Schema markup et IA : le nouveau terrain de jeu#

Le rôle des données structurées dépasse désormais les seuls résultats enrichis classiques. Avec la montée des AI Overviews de Google et des moteurs conversationnels (Perplexity, ChatGPT), le schema markup devient un signal de confiance pour les systèmes d'IA.

Pourquoi les LLM adorent les données structurées#

Les modèles de langage qui naviguent le web (Perplexity, Google Gemini avec Grounding) cherchent à extraire des informations fiables et vérifiables. Un contenu avec un balisage Article contenant un auteur identifiable, une date de publication et une source (publisher) est perçu comme plus fiable qu'un contenu sans métadonnées explicites.

Les données structurées facilitent trois tâches critiques pour les LLM :

  1. Identification des entités : qui a écrit quoi, quand, pour quel éditeur
  2. Vérification des faits : les prix, dates, notes et statistiques balisés sont plus faciles à cross-référencer
  3. Attribution des sources : quand un moteur IA cite une source, il s'appuie souvent sur les métadonnées structurées pour générer le lien et le crédit

Optimiser son schema pour l'ère GEO#

Pour maximiser tes chances d'être cité, balise tes auteurs avec sameAs (LinkedIn, Twitter, site personnel) afin que les moteurs d'IA évaluent l'expertise (E-E-A-T). Utilise speakable pour signaler les sections adaptées à la synthèse vocale et l'extraction IA. Détaille le about pour lier ton contenu à Schema.org ou Wikidata, facilitant la catégorisation. Mets à jour régulièrement dateModified car les moteurs d'IA privilégient le contenu frais.

Erreurs fréquentes et comment les éviter#

Les erreurs de schema markup les plus courantes proviennent d'une incohérence entre le balisage et le contenu visible. Google exige cette cohérence strictement. Déclarer une note de 4.8/5 alors que la page n'affiche aucun avis, indiquer un prix différent en Offer, ou baliser un article avec un auteur inexistant sur la page : ce sont des violations flagrantes qui entraînent ignoration du balisage ou actions manuelles.

La sanction : action manuelle Google (rare mais possible) ou simplement l'ignorance du balisage.

Balisage sur la mauvaise page#

Un balisage Product sur une page catégorie qui liste 50 produits, au lieu de la page produit individuelle. Un balisage LocalBusiness sur le blog au lieu de la page contact. Chaque type doit être appliqué sur la page la plus pertinente.

Le Rich Results Test vous signale les propriétés manquantes. Les oublis récurrents : image pour Article (obligatoire pour résultats enrichis), author (évaluation E-E-A-T), offers pour Product (nécessaire pour afficher prix), address pour LocalBusiness.

Les erreurs de syntaxe JSON (virgule en trop, guillemets manquants, accolades non fermées) sont attrapées par tout validateur JSON classique avant même d'utiliser le Rich Results Test.

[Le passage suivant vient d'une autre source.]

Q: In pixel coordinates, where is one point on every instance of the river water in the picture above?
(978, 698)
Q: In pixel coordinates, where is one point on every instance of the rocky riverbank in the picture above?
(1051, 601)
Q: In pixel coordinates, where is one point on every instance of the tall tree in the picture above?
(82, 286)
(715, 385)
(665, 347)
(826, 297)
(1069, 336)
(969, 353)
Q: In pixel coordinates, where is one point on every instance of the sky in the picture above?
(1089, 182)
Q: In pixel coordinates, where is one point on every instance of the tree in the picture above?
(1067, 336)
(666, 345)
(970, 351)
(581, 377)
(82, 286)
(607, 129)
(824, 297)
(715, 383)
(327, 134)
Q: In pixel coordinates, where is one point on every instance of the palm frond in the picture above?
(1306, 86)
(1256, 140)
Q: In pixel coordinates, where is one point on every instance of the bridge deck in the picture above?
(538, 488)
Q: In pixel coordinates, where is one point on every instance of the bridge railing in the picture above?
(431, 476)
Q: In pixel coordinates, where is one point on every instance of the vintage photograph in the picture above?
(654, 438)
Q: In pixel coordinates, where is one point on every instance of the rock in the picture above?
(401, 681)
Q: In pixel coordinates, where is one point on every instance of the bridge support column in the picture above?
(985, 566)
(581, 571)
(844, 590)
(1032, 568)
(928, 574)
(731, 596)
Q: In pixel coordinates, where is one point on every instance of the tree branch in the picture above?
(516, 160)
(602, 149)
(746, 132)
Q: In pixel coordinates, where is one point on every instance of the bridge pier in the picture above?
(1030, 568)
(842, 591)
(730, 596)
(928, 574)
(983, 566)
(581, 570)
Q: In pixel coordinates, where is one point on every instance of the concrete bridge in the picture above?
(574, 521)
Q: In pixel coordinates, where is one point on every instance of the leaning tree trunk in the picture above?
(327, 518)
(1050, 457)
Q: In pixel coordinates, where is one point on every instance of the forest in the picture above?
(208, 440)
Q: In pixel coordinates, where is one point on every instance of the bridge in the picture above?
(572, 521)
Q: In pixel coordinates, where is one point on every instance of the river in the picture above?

Checklist schema markup pour ton site#

Pour clore ce guide, voici la checklist actionnable à suivre pour implémenter les données structurées sur ton site :

  • Organisation : balisage Organization sur la page d'accueil (nom, logo, URL, réseaux sociaux via sameAs)
  • Site web : balisage WebSite avec SearchAction si tu as un moteur de recherche interne
  • Articles : Article ou BlogPosting sur chaque page éditoriale (headline, author, datePublished, image, publisher)
  • Fil d'Ariane : BreadcrumbList sur toutes les pages avec une hiérarchie de navigation
  • Produits : Product + Offer sur chaque page produit (nom, prix, disponibilité, image)
  • FAQ : FAQPage si ta page contient des questions-réponses explicites
  • Entreprise locale : LocalBusiness sur la page contact, vitale pour les restaurants, magasins, services locaux
  • Validation : Rich Results Test sur chaque template de page
  • Monitoring : Google Search Console, rapport "Améliorations", vérifié mensuellement

Le schema markup n'est pas un truc de développeur. C'est un levier SEO qui améliore les SERP, optimise votre présence IA, renforce la crédibilité auprès de Google et des LLM. En 2026, ne pas baliser, c'est laisser des clics sur la table. Point.